The Cullin-RING E3 ubiquitin ligase CRL4-DCAF1 complex dimerizes via a short helical region in DCAF1

Author(s)

Ahn, J; Novince, Z; Concel, J; Byeon, CH; Makhov, AM; Byeon, IJ; Zhang, P; Gronenborn, AM; ,

Year

2011

Is Peer Reviewed?

Yes

Journal

Biochemistry
ISSN: 0006-2960
EISSN: 1520-4995

Language

English

PMID

21226479

DOI

10.1021/bi101749s

Abstract

The cullin4A-RING E3 ubiquitin ligase (CRL4) is a multisubunit protein complex, comprising cullin4A (CUL4), RING H2 finger protein (RBX1), and DNA damage-binding protein 1 (DDB1). Proteins that recruit specific targets to CRL4 for ubiquitination (ubiquitylation) bind the DDB1 adaptor protein via WD40 domains. Such CRL4 substrate recognition modules are DDB1- and CUL4-associated factors (DCAFs). Here we show that, for DCAF1, oligomerization of the protein and the CRL4 complex occurs via a short helical region (residues 845-873) N-terminal to DACF1's own WD40 domain.
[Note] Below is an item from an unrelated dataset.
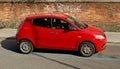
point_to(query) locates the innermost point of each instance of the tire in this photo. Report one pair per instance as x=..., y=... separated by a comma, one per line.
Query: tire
x=86, y=49
x=25, y=46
This sequence was previously designated as a LIS1 homology (LisH) motif. The oligomerization helix contains a stretch of four Leu residues, which appear to be essential for α-helical structure and oligomerization. In vitro reconstituted CRL4-DCAF1 complexes (CRL4(DCAF1)) form symmetric dimers as visualized by electron microscopy (EM), and dimeric CRL4(DCAF1) is a better E3 ligase for in vitro ubiquitination of the UNG2 substrate compared to a monomeric complex.